On s’étonne : quel rapport y a-t-il entre tout cela et une raillerie sur le pain de proposition ? C’est que le pain fait allusion à la Torah, ainsi qu’il est écrit « Venez, mangez de mon pain » (Proverbes 9, 5), ce qui fait dire au Zohar (III, 33b) que le pain représente toujours la Torah. Il exprime l’idée que la Torah doit être présentée sur une table sainte et pure à l’intérieur du cœur de chaque israélite. Ce n’est pas pour rien qu’il est écrit : « Tu prendras de la fine fleur de farine et tu en cuiras douze pains » (Lévitique 24, 5) : le nombre douze fait allusion à la totalité d’Israël, les douze tribus, donc cela évoque la responsabilité collective des benei Israël (Chavouoth 39a). En effet, une mitsvah que ne fait pas l’un est faite par l’autre, et par le biais de cette responsabilité mutuelle, toute la Torah et toutes les mitsvoth se trouvent accomplies (c’est pourquoi avant de faire une mitsvah, on dit : « pour réaliser une union totale au nom de tout Israël »).

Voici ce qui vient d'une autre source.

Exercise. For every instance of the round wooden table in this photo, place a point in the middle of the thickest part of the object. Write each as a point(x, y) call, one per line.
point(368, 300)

Au moment où l’on enlevait le pain de proposition, il était aussi chaud (« ‘ham ») que lorsqu’on l’avait apporté  (Yoma 21a, Zohar II, 155a). Or le mot « ‘ham » a pour valeur numérique quarante-huit, allusion aux quarante-huit qualités par lesquelles la Torah s’acquiert (Avoth 6, 5). Il s’agit de garder la Torah (« le pain ») qui se trouve à l’intérieur de l’homme toujours chaude, de ne pas dire une chose tout en en faisant une autre (‘Haguigah 14b), d’étudier la Torah non pas seulement comme un acte extérieur, mais en la gravant au fond de notre intériorité. Le pain de proposition qui restait une semaine sur la Table fait également allusion aux soixante-dix ans qui représentent la vie de l’homme, ainsi qu’il est écrit : « Les jours de ses années sont de soixante-dix ans » (Psaumes 90, 10), ce qui mène à la perfection du huitième jour : « Et dans la force, de quatre-vingts ans » (Ibid.), de Chabath en Chabath.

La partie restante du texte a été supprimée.